When Dr. Burmeister first meets a patient, he believes in starting with a conservative approach, encouraging treatments such as nasal saline or steroid sprays. If that doesn’t help, a CT scan can reveal if there are bigger problems like sinusitis or polyps. Patients like Rick develop sinusitis when the tissue that lines the sinuses becomes inflamed, trapping mucus and often causing infections. Nasal polyps, or growths that line the nasal passages, have the same effect.

“Most primary care doctors don’t have the tools to actually look in the nose very well,” said Dr. Burmeister. “But we know something that feels like just a cold to the patient could include an underlying anatomical problem that we can fix with outpatient surgery.”

In Rick’s case, Dr.  Burmeister diagnosed him with a deviated septum, enlarged turbinates (bony structures inside the nasal cavity) and chronic sinusitis with nasal polyps. All of these issues were impacting Rick’s ability to breathe clearly and causing the chronic infections.

Dr. Burmeister recommended FESS – functional endoscopic sinus surgery, plus septoplasty and turbinate reduction.

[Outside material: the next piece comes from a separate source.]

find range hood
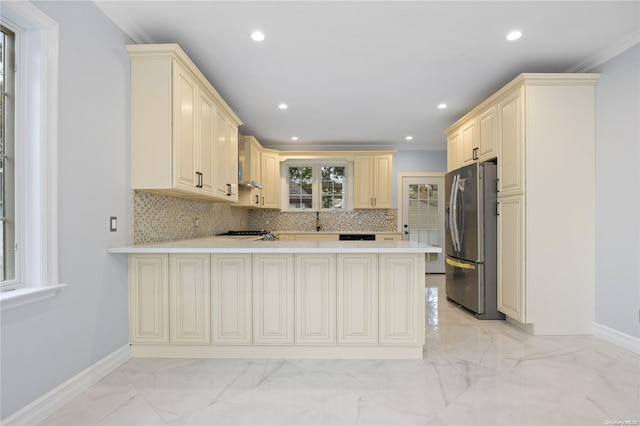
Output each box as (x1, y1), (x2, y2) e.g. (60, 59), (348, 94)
(238, 135), (263, 189)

Performing the procedure at MVSC, Dr. Burmeister opened the sinuses by carefully removing polyps, straightening the septum and reducing the size of the turbinates.

Taking that first breath

Rick was able to go home to start his recovery just a few hours after the surgery. After another full day of rest at home, he felt well enough to return to work. Dr. Burmeister says patients can usually expect their discomfort and congestion to significantly improve about 7 to 10 days after surgery.

For Rick, the biggest difference came the day of his first post-op appointment when the splints were removed from his nose.

“I still remember my first breath after they were taken out,” Rick said. “It was incredible, like the feeling of air touching my brain for the first time ever. I could tell the difference in airflow and how clear my nasal passages felt.”

Following surgery, patients are encouraged to keep using nasal saline to keep the passages clean during the recovery. Full recovery typically comes about three weeks after surgery. For most, there is a minimal chance of the problems recurring, but patients with polyps should take steps to keep them from coming back, including allergy testing and treatment tailored to the patient’s needs.

Overall, Dr. Burmeister says at least 80% of patients will report significant improvements in their quality of life. Rick’s only regret is not having the procedure done sooner.

“I feel like I’m more energized,” Rick said. “I’m thinking clearer, and I’m way healthier than before.”

Those are the results that motivate Dr. Burmeister.

“I love asking patients how they’re doing relative to how they felt before the surgery,” Dr. Burmeister said. “When they’re happy, that is a good feeling.  For some patients, they haven’t been able to breathe through their nose for years. Watching them take that first breath is very rewarding.”